Temple Build
The Dwarves of Middle Earth are renowned for their delving and smithy ability, but they are
also master builders. During the time of the dragons, the dwarves found that above ground the
buildings that were most resistant to attack were truncated square pyramids (a square pyramid
that does not go all the way up to a point, but instead has a flat square on top).
The dwarves knew what the ideal building shape should be based on the height they wanted
and the size of the square base at the top and bottom. They typically had three different sizes of
cubic bricks with which to work. Their goal was to maximize the volume of such a building based
on the following rules:
The building is constructed of layers; each
layer is a single square of bricks of a single size.
No part of any brick may extend out from the
ideal shape, either to the sides or at the top. The
resulting structure will have jagged sides and may
be shorter than the ideal shape, but it must fit
completely within the ideal design.

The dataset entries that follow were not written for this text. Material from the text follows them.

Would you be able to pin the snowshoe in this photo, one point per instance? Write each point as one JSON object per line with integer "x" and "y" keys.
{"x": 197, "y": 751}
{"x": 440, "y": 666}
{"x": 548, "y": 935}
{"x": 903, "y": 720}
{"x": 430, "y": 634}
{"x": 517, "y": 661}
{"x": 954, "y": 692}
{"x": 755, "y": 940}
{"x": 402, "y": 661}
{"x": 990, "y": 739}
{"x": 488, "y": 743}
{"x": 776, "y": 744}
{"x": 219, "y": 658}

The picture
at the right is a vertical cross section of one such
tower.
There is no limit on how many bricks of each
type can be used.
Input
Each line of input will contain six entries, each separated by a single space. The entries represent
the ideal temple height, the size of the square base at the bottom, the size of the square base at the
top (all three as non-negative integers less than or equal to one million), then three sizes of cubic
bricks (all three as non-negative integers less than or equal to ten thousand). Input is terminated
upon reaching end of file.
Output
For each line of input, output the maximum possible volume based on the given rules, one output
per line.
Sample Input
500000 800000 300000 6931 11315 5000
Sample Output
160293750000000000

题意：

给你一个四角的三维等腰梯形，然后有3种正方体，一层铺一种，问你最大可以放的体积是多少。

题解：

背包的思想，但是不能先for物品，一定要先for高度，再for物品，因为这个是往上的，中间不存在空隙，而背包中间允许存在空隙，注意这一点就好了，梯形在 $h_{'}$高度的长可以先把梯形当做一个正方形，去掉两边，用相似三角形的方法可以把 $h_{'}$的长求出来，在用底边长减去就好了。

#include<bits/stdc++.h>
using namespace std;
#define ll long long
ll a[5],dp[1000005];
bool cmp(int a,int b)
{
    return b>a;
}
int main()
{
    ll h,base,btn;
    while(~scanf("%lld%lld%lld",&h,&base,&btn))
    {
        memset(dp,-1,sizeof(dp));
        for(int i=1;i<=3;i++)
            scanf("%lld",&a[i]);
        sort(a+1,a+4,cmp);
        dp[0]=0;
        for(int i=1;i<=3;i++)
        {
            for(ll j=a[i];j<=h;j++)
            {
                if(dp[j-a[i]]==-1)
                    continue;
                ll num=(ll)((base-1.0*j/h*(base-btn))/a[i]+1e-6);
                dp[j]=max(dp[j],dp[j-a[i]]+num*num*a[i]*a[i]*a[i]);
            }

        }
        ll ans=0;
        for(int i=0;i<=h;i++)
            ans=max(ans,dp[i]);
        printf("%lld\n",ans);
    }
    return 0;
}